Per alzare le pensioni minime “si potrebbe aumentare la quattordicesima per chi la riceve, allargare la platea dei beneficiari fino alle pensioni da mille euro, e anche completare il percorso che equipara la no tax area dei pensionati a quella dei lavoratori dipendenti”, spiega Nannicini. “Non sono interventi che si escludono a vicenda, e producono tutti effetti benefici sui redditi bassi da pensione. Dipenderà dalle risorse disponibili”.

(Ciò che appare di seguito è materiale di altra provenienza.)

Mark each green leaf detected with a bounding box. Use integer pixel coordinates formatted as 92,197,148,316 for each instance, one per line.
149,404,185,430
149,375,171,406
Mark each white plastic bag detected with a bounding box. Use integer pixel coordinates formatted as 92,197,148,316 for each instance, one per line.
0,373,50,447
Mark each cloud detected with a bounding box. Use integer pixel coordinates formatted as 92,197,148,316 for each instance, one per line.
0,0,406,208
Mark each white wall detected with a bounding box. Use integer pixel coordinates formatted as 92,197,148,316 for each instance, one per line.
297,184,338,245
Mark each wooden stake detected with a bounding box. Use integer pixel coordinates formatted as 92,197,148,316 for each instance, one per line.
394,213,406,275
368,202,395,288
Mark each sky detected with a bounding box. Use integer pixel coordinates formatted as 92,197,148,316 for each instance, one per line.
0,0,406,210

Sulle risorse complessive, “la cifra reale arriverà a settembre a ridosso della legge di Bilancio”, rileva il sottosegretario. “Io resto fiducioso che già da questa legge di Bilancio si possano dare risposte concrete e ispirate a un criterio di equità sociale. Penso ai lavoratori con contribuzioni in gestioni diverse che non dovranno più pagare odiosi oneri per ricongiungerle, ai precoci, agli occupati in lavori usuranti o rischiosi, ai pensionati con redditi bassi”.

In merito alle perplessità dalla leader della Cgil, Susanna Camusso, sull’anticipo pensionistico, il cosiddetto Ape, “le polemiche della Camusso mi sembrano indietro di qualche mese. Il che è già un passo avanti visto che a volte la Cgil, discutendo di tutele nel mercato del lavoro, è apparsa indietro di qualche anno”, commenta Nannicini. “A me interessa la sostanza, e la sostanza è che si comincia a capire che con l’Ape una platea significativa di beneficiari in condizioni di bisogno riceverà un reddito ponte verso la pensione senza doverlo ripagare, grazie a un bonus fiscale”.